# Power Max auger cover crack



## cdestuck (Jan 20, 2013)

Have a Power Max 826 ,model 38620. The thick plastic cover that transitions the auger housing to the chute developed a crack. I tried to JB weld it after drilling a hole at either end of the crack. Well with the icy snow we had, the JB didn't hold and the crack began to grow. So today I made a paper pattern to cover the cracked area and transferred it onto a piece of sheet metal. I then formed it over the cover and pop riveted it to the cover. Gave it a heck of a workout today and it appears to be holding up real good. 

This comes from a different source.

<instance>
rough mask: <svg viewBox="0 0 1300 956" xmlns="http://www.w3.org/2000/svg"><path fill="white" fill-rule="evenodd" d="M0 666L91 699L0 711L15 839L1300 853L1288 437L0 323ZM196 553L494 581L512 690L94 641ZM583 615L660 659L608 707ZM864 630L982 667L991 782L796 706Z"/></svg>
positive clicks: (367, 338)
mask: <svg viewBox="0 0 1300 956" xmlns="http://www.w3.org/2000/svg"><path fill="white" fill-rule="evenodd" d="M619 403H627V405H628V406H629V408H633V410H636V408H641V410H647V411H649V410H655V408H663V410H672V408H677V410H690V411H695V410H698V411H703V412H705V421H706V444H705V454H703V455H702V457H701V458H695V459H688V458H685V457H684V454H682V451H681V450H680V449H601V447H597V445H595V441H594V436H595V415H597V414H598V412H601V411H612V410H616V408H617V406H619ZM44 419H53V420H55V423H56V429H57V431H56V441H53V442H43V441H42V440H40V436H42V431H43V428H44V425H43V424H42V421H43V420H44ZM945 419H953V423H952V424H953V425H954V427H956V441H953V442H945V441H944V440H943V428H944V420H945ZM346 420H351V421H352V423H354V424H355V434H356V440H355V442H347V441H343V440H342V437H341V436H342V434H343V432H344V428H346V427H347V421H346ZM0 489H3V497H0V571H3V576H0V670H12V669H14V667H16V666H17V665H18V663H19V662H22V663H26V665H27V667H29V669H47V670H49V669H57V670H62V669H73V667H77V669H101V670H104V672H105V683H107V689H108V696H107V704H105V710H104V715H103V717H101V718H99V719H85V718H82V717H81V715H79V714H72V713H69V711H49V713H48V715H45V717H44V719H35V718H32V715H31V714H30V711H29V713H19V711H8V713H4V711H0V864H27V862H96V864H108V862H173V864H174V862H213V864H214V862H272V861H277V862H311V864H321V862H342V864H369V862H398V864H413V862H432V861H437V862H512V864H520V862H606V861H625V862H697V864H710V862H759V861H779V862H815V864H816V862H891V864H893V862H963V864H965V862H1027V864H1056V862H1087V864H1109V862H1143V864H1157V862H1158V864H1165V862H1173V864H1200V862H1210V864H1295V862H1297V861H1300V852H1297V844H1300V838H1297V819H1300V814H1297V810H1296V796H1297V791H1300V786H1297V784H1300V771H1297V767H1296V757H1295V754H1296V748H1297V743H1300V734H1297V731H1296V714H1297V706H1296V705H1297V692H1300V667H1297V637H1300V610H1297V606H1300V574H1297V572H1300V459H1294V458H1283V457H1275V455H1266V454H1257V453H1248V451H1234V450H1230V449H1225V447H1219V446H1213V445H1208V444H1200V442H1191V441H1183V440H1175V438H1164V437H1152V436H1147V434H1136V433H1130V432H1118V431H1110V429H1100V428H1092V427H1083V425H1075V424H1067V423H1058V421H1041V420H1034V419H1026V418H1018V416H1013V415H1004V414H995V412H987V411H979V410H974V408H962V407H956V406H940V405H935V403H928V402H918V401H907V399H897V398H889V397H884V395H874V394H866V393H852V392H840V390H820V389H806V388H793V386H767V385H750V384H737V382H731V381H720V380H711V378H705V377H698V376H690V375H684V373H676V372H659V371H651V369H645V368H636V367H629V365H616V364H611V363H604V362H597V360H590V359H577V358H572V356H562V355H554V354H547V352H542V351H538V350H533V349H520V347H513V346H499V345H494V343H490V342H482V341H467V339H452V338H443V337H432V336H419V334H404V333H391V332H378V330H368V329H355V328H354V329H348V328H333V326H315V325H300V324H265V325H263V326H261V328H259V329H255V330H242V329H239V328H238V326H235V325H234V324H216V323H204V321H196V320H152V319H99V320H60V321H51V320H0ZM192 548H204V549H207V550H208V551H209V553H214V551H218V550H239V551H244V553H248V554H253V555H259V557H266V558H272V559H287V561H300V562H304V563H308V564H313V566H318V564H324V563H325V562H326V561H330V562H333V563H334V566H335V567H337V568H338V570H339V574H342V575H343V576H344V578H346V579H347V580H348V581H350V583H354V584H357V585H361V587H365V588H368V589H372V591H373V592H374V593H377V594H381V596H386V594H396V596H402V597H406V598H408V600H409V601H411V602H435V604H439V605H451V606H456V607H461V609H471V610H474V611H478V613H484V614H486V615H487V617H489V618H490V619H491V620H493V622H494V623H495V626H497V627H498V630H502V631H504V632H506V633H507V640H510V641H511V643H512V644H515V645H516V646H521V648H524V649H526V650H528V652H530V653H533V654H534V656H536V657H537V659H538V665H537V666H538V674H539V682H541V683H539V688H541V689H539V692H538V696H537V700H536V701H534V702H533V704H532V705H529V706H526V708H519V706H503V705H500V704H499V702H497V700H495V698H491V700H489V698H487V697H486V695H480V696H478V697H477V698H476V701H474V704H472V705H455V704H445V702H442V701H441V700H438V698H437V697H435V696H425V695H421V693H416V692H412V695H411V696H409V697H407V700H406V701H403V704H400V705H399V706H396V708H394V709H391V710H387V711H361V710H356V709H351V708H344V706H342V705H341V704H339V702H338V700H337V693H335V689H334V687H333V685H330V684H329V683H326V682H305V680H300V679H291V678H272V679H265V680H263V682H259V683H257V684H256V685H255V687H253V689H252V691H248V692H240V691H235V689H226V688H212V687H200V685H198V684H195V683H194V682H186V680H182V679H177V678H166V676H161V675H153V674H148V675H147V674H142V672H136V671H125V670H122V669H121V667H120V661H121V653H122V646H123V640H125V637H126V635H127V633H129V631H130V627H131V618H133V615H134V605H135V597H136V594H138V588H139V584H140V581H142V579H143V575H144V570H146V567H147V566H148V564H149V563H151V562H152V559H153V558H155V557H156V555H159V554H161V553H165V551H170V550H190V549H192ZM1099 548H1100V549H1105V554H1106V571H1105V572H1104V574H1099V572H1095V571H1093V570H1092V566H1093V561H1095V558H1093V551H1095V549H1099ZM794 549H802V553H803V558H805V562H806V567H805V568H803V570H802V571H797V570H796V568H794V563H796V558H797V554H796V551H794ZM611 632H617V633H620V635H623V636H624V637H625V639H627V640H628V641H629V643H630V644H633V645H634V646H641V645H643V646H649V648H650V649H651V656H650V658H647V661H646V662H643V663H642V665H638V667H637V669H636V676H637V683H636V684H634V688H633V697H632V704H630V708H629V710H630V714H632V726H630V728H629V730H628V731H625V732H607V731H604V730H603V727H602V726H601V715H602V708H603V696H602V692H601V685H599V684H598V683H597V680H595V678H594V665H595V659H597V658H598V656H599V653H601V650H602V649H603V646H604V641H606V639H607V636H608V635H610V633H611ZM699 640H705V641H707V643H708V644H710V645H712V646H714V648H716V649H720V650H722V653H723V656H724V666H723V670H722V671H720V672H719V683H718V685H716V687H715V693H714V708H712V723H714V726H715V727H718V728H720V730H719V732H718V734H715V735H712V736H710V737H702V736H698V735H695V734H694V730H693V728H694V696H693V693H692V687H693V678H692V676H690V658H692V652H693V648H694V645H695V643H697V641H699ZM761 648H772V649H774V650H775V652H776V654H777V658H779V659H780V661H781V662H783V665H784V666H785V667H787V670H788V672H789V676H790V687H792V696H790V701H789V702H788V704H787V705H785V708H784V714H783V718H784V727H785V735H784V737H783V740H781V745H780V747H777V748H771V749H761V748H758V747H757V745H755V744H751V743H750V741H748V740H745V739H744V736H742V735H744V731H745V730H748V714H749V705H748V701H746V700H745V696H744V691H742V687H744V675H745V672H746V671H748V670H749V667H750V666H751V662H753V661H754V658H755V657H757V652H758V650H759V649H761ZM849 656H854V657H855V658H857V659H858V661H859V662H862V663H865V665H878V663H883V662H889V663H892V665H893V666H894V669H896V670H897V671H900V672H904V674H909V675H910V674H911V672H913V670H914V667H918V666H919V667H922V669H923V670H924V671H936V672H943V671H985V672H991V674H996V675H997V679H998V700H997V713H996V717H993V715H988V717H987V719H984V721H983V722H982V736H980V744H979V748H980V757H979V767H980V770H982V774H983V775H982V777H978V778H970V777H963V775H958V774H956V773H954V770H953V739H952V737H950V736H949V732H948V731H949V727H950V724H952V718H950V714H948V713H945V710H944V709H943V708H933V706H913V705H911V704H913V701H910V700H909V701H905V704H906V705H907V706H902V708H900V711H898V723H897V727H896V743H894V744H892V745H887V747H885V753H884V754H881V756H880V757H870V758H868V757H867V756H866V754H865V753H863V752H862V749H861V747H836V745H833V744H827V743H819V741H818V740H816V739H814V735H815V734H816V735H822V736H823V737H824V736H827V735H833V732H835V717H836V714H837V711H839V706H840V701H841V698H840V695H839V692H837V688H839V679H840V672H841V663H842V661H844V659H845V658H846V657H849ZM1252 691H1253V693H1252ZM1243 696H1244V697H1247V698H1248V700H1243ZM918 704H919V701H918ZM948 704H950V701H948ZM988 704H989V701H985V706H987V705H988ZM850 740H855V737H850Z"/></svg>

Anyone else with a Power Max ever have this problem?


----------



## Shryp (Jan 1, 2011)

This is the first I have heard of any cracked plastic on a Toro. In fact, I thought I had read that the plastic parts had a lifetime warranty or something. Maybe inquire with Toro or see if you can find any info in the warranty section of your manual?


----------



## cdestuck (Jan 20, 2013)

Thanks Shryp, I will look into that.


----------



## UNDERTAKER (Dec 30, 2013)

they have a lifetime warranty to them. call toro and your dealer..


----------



## cdestuck (Jan 20, 2013)

Called Toro today and from what they say this part has a 5 year warranty. So I'm a few years out of luck. Now ever I feel I got a really good fix on this and I recently bought a Toro upgrade kit which included a drive gear set, this part, and a axle shaft for only 44 bucks so I'm in good shape. just my luck of course.


----------